Il presidente dell’Anp: è l’ora della verità, il mio popolo deve poter vivere come gli altri popoli del pianeta”

Abu Mazen

“E’ venuta l’ora dell’indipendenza”. Così presidente dell’Autorità palestinese Abu Mazen ha annunciato all’assemblea generale delle Nazioni Unite la richiesta appena fatta all’Onu di riconoscere la Palestina come stato sovrano. Il presidente dell’Anp ha mostrato alla platea un foglio dicendo: “Ecco una copia della richiesta”, salutato dall’applauso in piedi di molti dei delegati.

“Questo è il momento della verità”, ha detto Abu Mazen, “il mondo continuerà a permettere a Israele di mantenere l’occupazione per sempre e di restare uno stato al di sopra della legge e della responsabilità e di rifiutare le risoluzioni del Consiglio di sicurezza e dell’Assemblea generale” o capirà che in Medio Oriente c’è “uno stato mancante che deve essere creato immediatamente?” Entrando nella parte finale del suo discorso, Abu Mazen ha ripetuto retoricamente una serie di frasi che cominciavano con “è venuta l’ora”, per concludere annunciando che “è venuta l’ora per il mio coraggioso e orgoglioso popolo, dopo decenni di occupazione, di vivere come altri popoli della terra, liberi in un paese sovrano e indipendente”. E ha citato “il nostro grande poeta Mahmoud Darwish: ‘Noi abbiamo uno scopo solo: esistere, ed esisteremo’”. Un discorso in cui peraltro Abu Mazen non ha parlato del processo diplomatico tramite il Quartetto, prima di arrivare a forzare un voto al Consiglio di sicurezza, che avevano ventilato fonti palestinesi ieri.

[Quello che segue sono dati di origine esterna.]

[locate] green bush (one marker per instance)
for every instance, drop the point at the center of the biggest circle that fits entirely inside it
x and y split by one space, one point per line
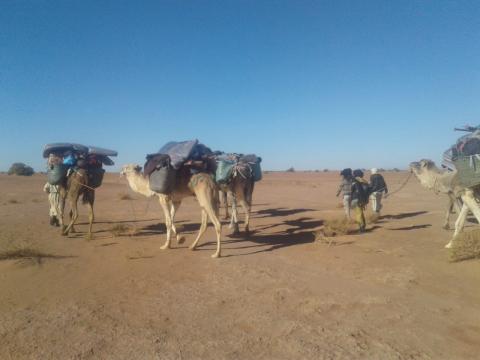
20 169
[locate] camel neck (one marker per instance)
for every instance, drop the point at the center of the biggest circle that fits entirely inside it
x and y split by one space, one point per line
139 184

In chiusura, mentre all’inteprete delle Nazioni Unite dall’arabo all’inglese si spezzava la voce a tratti, Abu Mazen ha annunciato di aver avviato la richiesta formale di riconoscimento: “Nella mia capacità di presidente dello stato di Palestina e presidente del comitato esecutivo dell’Organizzazione di liberazione della Palestina ho presentato al presidente Ban Ki-moon la richiesta di riconoscere lo stato di Palestina con i confini del 1967 come membro a pieno diritto delle Nazioni Unite”. E ha terminato l’intervento dicendo “Vi chiedo di accelerare l’iter della richiesta al Consiglio di sicurezza”, una posizione quindi diversa da quanto emerso finora dalla delegazione palestinese all’Onu, che indicavano la scelta di un percorso meno diretto.